As well as regularly touring to the city, he made a permanent mark on it in 1982, in the form of the Eleanor Rigby statue outside the Metquarter on Stanley Street.

The figure sits, head bowed, and listens to the problems of other lonely people who choose to rest beside her.

Steele was commissioned to create the work after he suggested the idea on a local radio phone-in.

A caller rang in and asked what he would suggest as a memorial to the Beatles.

“I was really on the spot but I said ‘it is Eleanor Rigby sitting on a bench in a little street listening to the problems of everybody’.

“Then I went home and it must have been about two or three months later I got a letter from Liverpool Council saying we’ve had a meeting and we’d like to commission you to do Eleanor.

“I’d never worked in bronze before so it was a lovely opportunity for me to do a nice bit of work and an even bigger opportunity that it would go into a public area.”

Steele is quite comfortable that many people who admire the sculpture may not be aware it was he who created it.

“I don’t mind at all,” he says.

“I should imagine all the people that come from abroad to see her don’t know me from Adam.

“There’s no graffiti on her. They really look after her, which is lovely.”

Scrooge, by contrast, has little patience for other people’s problems – even if it means they can’t afford a goose for their festive dinner.

That’s until he’s visited in the night by the ghosts of Christmas Past, Present and Future, who teach him the error of his ways.

Steele welcomes the opportunity to play a character whose personality evolves so dramatically within a single show.

“It’s wonderful to know as an actor that you can start him off as this grizzly, awful, naughty man and as the evening goes on he becomes gentler and subtler and kinder,” he says.

“The audience half the time are pulling themselves from the ceiling because they’ve had the shock of their lives. And then another ghost appears from nowhere.

“And then you see this fella suddenly mature and start to see the error of his ways.”

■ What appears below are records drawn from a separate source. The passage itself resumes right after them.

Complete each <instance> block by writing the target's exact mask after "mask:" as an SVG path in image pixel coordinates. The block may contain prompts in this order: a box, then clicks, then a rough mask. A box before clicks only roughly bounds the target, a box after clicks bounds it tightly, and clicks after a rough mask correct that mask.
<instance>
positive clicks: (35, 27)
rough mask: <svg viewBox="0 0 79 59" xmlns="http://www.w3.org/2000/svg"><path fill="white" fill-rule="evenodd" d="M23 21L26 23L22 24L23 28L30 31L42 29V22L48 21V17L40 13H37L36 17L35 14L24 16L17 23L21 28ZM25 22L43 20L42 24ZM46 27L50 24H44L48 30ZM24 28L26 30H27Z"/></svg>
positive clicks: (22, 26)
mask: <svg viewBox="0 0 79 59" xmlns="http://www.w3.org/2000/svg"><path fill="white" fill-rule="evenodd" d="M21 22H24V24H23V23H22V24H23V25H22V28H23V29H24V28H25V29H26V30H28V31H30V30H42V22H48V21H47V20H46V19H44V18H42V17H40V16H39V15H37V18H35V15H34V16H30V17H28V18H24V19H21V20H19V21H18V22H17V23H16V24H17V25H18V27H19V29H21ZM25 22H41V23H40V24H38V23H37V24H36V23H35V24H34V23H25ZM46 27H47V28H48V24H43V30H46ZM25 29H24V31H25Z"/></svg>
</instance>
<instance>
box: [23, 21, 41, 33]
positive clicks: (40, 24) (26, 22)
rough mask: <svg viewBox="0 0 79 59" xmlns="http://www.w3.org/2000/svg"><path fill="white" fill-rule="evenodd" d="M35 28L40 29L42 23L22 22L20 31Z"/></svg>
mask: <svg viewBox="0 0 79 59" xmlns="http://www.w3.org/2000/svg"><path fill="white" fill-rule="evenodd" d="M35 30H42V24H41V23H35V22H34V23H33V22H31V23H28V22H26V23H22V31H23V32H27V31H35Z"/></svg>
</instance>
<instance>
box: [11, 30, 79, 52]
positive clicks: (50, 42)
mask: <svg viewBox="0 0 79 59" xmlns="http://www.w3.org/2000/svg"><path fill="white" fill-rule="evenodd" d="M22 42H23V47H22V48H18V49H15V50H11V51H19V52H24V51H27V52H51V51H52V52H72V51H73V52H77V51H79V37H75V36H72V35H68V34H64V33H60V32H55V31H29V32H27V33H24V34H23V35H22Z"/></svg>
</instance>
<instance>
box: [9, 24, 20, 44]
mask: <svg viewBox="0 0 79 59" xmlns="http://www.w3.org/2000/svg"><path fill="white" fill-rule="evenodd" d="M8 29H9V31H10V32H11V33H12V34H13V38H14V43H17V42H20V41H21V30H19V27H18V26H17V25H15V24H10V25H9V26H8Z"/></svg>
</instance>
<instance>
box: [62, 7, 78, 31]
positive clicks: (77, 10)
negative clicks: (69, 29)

Charles Dickens wrote A Christmas Carol as a short story in December 1843 with illustrations by John Leech.

In the century and a half since, it has never been out of print and has been adapted for television, film, stage and opera.

“I love Dickens, I love everything he’s done, but I don’t think you can beat this one,” says the father-of-one.

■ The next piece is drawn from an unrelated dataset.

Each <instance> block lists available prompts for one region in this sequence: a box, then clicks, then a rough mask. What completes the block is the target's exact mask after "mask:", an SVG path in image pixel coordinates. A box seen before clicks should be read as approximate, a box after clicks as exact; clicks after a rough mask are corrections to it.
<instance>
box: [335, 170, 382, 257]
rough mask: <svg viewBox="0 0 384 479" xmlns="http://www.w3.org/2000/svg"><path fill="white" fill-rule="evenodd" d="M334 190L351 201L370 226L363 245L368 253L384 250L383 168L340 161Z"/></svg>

“The great story of Scrooge is it has to be that one moment in his life, when he’s thinking of the morals of his life and his own mortality too.

“You mention A Christmas Carol or Scrooge to anyone and they know exactly what you’re talking about.

“Isn’t it amazing that somebody can write a story like that and it stays the distance, worldwide?”

Steele has demonstrated great sticking power, originally making his name as a teenage heart-throb with the rock and roll band The Steelmen in the mid-1950s.

He progressed to stage and film musicals in the 1960s, starring in Half a Sixpence, the Happiest Millionaire and Finian’s Rainbow (as a leprechaun-turned-human named Og).

But despite his lively countenance in the movies, it’s theatre he enjoys the most.

“Films are boring,” he announces.

“Out of all the things you do in showbusiness – let’s look at the list, recordings, television show, films and stage shows – filming out of the lot is the worst.

“You spend literally all day long sitting down eating doughnuts, sausage rolls and drinking coffee.

“At the end of a good day’s shooting you’ve done one and a half minutes film time – and cameras don’t clap.”

SCROOGE is at the Empire Theatre from November 23-28.